Your credit report might recover quickly as long as you have other good standing credit reporting on your credit report. But that does not mean you can buy a home right a way. Most people that have foreclosures usually take time to recover from such a bad experience. HUD knows this, and that is why you cannot get a FHA loan for a minimum of three years from foreclosure date. It’s almost impossible to get a Conventional loan, because conventional loans are automated approvals. Typically with a foreclosure, collections or low scores this automated software will deny you. FHA is a different type loan all together, since it’s a government insured loan you can get what they call a manual underwrite for this type of loan. What this means is if the automated process through Freddie Mac or Fannie Mae says no, you can get an underwriter to manually approve the loan. So you can expect to wait at least a minimum of 3 years after foreclosure date before you can begin to think about financing a home again.

Pay everything on-time
When a bank lends you money, it’s a big risk. Banks don’t want to lend money to someone that has total disregard for their credit. If you have had a recent foreclosure the last thing you want to do is have late payments, collections or any other negative information hit your credit report. Let’s face it, the whole reason banks, mortgage companies, car dealers, landlords, and employers pull your credit report is to see if you pay your debts. I personally would not lend to someone that did not pay their bills back, would you? With the recent tightening up in the lending arena you might want really work on increasing your credit score. Also make sure you have at least 3 lines of credit reporting on your report. If you had to let everything go, you might consider getting a secured credit card. This type of card will help you re-establish your credit.

Save Money
Saving money is very important when it comes to getting a loan. Lenders like to see you saving money because it shows stability. Let’s assume you loose your job, well if you have 6 months payments in the bank you are less likely to let your house go. If a emergency comes up you have some money in the bank to assist in some way. Saving money also shows you are responsible as well. Let’s say two people go to the bank to get a loan and they both have bad credit. The main difference between the two bad credit borrowers is one has $5000.00 in the bank. Who do you think the bank is more likely to approve? These are some key point I wanted to touch on to revive your credit after a foreclosure. There is life after so make sure you manage your credit report and credit scores so you can begin home ownership soon.
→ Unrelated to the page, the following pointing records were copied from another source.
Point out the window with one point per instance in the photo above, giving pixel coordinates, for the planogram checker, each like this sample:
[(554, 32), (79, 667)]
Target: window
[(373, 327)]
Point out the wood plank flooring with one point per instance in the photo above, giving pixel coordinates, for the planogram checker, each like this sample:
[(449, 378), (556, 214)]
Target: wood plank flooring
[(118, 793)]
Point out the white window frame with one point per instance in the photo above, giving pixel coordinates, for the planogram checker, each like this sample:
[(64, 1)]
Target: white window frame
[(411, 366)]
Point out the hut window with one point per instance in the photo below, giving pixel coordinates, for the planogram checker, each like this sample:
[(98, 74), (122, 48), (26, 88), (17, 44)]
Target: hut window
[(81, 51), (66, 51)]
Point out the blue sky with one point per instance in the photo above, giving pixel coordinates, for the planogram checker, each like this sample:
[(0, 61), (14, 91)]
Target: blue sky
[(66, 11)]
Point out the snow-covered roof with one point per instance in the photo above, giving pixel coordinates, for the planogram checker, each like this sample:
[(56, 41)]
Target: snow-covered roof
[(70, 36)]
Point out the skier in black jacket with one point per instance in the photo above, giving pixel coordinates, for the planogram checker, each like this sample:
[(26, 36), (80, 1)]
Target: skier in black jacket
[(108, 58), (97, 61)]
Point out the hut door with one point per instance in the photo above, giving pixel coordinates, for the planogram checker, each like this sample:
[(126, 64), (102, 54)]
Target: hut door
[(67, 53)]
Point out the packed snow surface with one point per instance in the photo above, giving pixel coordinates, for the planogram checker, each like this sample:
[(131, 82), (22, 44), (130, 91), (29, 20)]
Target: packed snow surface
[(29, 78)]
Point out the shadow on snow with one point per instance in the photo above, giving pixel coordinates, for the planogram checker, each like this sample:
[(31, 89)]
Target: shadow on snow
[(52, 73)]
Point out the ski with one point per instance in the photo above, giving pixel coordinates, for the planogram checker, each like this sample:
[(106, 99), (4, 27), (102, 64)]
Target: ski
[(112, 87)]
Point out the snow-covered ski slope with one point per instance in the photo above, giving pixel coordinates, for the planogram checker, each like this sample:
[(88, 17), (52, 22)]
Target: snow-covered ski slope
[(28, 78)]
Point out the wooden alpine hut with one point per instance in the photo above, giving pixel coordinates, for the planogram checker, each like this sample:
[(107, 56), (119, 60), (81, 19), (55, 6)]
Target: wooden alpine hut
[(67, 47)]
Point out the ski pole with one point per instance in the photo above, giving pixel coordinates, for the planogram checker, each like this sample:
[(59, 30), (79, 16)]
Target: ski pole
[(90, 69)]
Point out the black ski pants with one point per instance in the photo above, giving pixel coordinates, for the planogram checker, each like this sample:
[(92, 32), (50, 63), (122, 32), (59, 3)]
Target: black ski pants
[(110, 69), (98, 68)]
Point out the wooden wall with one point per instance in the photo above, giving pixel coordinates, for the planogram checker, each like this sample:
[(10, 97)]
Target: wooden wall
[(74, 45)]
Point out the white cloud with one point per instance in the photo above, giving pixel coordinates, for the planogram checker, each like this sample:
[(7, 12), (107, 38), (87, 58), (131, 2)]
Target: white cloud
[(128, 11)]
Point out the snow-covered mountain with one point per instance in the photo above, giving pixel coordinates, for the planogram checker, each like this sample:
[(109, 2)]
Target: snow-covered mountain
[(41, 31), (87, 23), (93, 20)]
Disclaimer: This information has been compiled and provided by as an informational service to the public. While our goal is to provide information that will help consumers to manage their credit and debt, this information should not be considered legal advice. Such advice must be specific to the various circumstances of each person's situation, and the general information provided on these pages should not be used as a substitute for the advice of competent legal counsel.